Fish found himself introduced to a smiling blond woman and an assortment of children. The Dawsons had brought a picnic lunch and were happy to share. It was clear from Rose’s talking with the children that she was a familiar figure with the family. Fish found out she had babysat for the Dawson children on a few occasions.
“Rose tells the best stories,” one little boy with tousled black hair informed him.
They spent the rest of the time with the Dawson family, and Fish noticed other professors and their families sharing their meals with the students as well. The head of the school, a priest, Father Corrigan, got up and gave a spirited address in medieval style about the day and about the school. Everyone cheered and booed at the appropriate places. Fish, observing from his place beside Rose, sensed a markedly different atmosphere from the anonymous collegiality one found at his university.

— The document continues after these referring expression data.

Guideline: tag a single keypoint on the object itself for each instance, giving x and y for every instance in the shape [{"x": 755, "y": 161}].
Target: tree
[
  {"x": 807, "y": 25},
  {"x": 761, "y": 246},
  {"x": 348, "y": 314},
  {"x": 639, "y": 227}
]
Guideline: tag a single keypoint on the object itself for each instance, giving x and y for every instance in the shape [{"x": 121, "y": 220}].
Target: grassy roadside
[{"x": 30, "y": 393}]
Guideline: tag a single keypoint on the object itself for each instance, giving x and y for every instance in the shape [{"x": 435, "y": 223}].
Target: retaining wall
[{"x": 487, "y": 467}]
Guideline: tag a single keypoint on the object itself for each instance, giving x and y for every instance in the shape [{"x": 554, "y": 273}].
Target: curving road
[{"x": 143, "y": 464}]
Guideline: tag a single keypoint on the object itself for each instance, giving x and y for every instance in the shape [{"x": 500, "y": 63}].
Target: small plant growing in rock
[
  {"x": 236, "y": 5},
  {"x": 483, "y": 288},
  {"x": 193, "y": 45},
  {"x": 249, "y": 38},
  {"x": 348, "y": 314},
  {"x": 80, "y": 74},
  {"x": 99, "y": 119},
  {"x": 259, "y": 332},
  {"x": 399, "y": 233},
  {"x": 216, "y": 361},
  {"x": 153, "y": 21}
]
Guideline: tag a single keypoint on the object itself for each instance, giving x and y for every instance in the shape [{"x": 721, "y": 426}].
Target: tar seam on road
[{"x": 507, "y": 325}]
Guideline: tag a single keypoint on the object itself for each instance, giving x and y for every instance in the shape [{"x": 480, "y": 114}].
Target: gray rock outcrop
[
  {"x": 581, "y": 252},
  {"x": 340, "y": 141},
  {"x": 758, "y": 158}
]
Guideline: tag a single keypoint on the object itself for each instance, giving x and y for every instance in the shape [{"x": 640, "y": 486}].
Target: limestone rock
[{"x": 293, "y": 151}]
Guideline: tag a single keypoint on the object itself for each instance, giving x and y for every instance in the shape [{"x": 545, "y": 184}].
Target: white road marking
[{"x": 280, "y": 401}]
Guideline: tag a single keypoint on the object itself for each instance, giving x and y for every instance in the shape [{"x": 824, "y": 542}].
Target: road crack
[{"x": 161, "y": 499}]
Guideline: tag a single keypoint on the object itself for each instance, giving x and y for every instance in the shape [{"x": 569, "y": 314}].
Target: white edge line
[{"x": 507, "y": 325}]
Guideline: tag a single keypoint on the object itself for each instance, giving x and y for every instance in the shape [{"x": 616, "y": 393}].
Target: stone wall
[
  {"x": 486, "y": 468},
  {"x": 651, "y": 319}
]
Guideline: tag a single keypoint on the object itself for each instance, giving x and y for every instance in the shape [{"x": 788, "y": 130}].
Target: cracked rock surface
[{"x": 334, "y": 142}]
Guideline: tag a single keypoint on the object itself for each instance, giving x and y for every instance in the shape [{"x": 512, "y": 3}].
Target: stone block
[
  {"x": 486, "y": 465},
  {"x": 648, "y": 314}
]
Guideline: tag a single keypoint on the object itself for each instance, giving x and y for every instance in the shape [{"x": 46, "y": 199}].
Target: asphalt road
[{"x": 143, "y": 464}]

Certainly not all the students were “into” the festival—he saw some of the students on the outskirts standing aloof and bored as any world-weary teenager. But most of them seemed to be joining in the fun with alacrity. Rose certainly was.
Driving home, he reflected that the day had been relaxing and fairly uneventful. Aside from wanting to dance with him, Rose had treated him with the most platonic attitude possible, and he was mildly surprised that she seemed to be taking his advice about going on with her life. I shouldn’t be so suspicious of her motives, he chastised himself. He had told Rose that he would continue to be friends with her. She was showing him that she was capable of it. He supposed he should return the favor.